I also did profiling while running these tests, using kernprof. The fget hits
are as below
Base(2.4.2) 304
Base + Files_struct patch 189

Though while doing kernprofile'ing my sample size is quite big (the top ranker
in profiling is "default_idle" with 28471 hits). The fget's hit count is quite
low compared to "default_idle".

As you can also see, the files_struct patch is able to reduce the number of hits
to fget by around 37%

I also saw the dbench.c code. It does creates no. of child processes but with
fork() and not through __clone().

I think the fget() will affect the performance in the scenarios where the
childs are created using clone() with CLONE_FILES flag set. That is when many
child processes share parent's files_struct and everybody tries to acquire the
same files->file_lock. And in those scenarios we should see considerable
performance improvement by using the files_struct patch as in the case of "chat"benchmark.

Regards,
Maneesh

--
Maneesh Soni <[email protected]>
http://lse.sourceforge.net/locking/rclock.html
IBM Linux Technology Center,
IBM Software Lab, Bangalore, India

2001-04-17 14:36:56

by Andi Kleen

[permalink] [raw]
Subject: Re: Scalable FD Management ....

On Tue, Apr 17, 2001 at 04:19:16PM +0530, Maneesh Soni wrote:
> But still the throughput improvement is not there for my patch. the reason, I
> think, is that I didnot get too many hits to fget() routine. It will be helpful
> if you can tell how you got fget() chewing up more than its fair share of CPU
> time.

dbench uses fork(), not clone, and therefore has no shared file_structs that
could be contended.


-Andi

2001-04-17 16:59:37

by Mark Hahn

[permalink] [raw]
Subject: Re: [RFC][PATCH] Scalable FD Management using Read-Copy-Update

> > isn't this a solution in search of a problem?
> > does it make sense to redesign parts of the kernel for the sole
> > purpose of making a completely unrealistic benchmark run faster?
>
> Irrespective of the usefulness of the "chat" benchmark, it seems
> that there is a problem of scalability as long as CLONE_FILES is
> supported.
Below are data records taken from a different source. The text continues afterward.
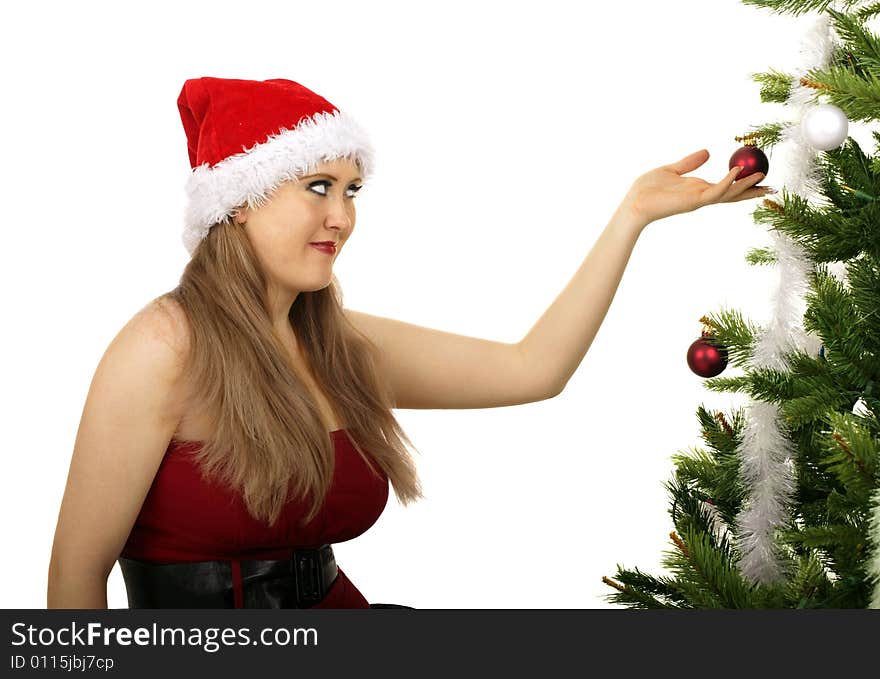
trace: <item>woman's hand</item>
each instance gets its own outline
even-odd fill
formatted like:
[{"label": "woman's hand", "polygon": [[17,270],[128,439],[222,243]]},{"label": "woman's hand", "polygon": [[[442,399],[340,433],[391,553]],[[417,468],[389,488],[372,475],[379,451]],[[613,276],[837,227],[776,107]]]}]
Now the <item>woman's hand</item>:
[{"label": "woman's hand", "polygon": [[644,224],[691,212],[713,203],[733,203],[758,198],[772,193],[766,186],[755,186],[763,174],[751,174],[734,181],[741,168],[734,167],[717,184],[710,184],[699,177],[682,177],[706,162],[709,151],[703,149],[685,156],[678,162],[663,165],[646,172],[633,182],[623,199],[626,207]]}]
John Hawkes (SGI) posted some nasty numbers on a
> 32 CPU mips machine in the lse-tech list some time ago.

that's not the point. the point is that this has every sign of
being premature optimization. the "chat" benchmark does no work,
it only generates load. and yes, indeed, you can cause contention
if you apply enough load in the right places. this does NOT indicate
that any real apps apply the same load in the same places.